This work will focus on new algorithms for robotic exoskeletons and testing these in human subject tests. Individuals who have previously had a stroke will walk while wearing a robotic exoskeleton on a specialized treadmill as well as during other movement tasks (e.g. over ground, stairs, ramps). The study will compare the performance of the advanced algorithm with not using the device to determine the clinical benefit.

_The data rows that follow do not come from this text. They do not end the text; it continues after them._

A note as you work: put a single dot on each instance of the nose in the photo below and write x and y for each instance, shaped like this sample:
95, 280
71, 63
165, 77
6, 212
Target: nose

The focus of this work is a proposed novel artificial intelligence (AI) system to self-adapt control policy in powered exoskeletons to aid deployment systems that personalize to individual patient gait. Individuals post stroke have a broad range of mobility challenges including asymmetric gait, substantially decreased SSWS, and reduced stability, and therefore have greatly impaired overall mobility independence in the community. The investigators expect the proposed novel controller, capable of personalization to such variable and asymmetric gait patterns, will have significant benefits towards increasing community independence and mobility for patients post stroke. Patients post stroke will be fit with a hip exoskeleton (in a powered and/or unpowered state) and proceed to walk on a treadmill or perform various movement tasks. The same tasks will be performed by the patients without wearing the hip exoskeleton to serve as a baseline. The investigators expect improved outcomes in the powered hip exoskeleton compared to the unpowered hip exoskeleton and baseline conditions.
Study Type
INTERVENTIONAL
Allocation
NA
Purpose
BASIC_SCIENCE
Masking
NONE
Enrollment
12
The intervention is an experimental robotic hip exoskeleton in a powered state providing assistance to the user that has been previously developed by the team. It is used to improve walking gait performance.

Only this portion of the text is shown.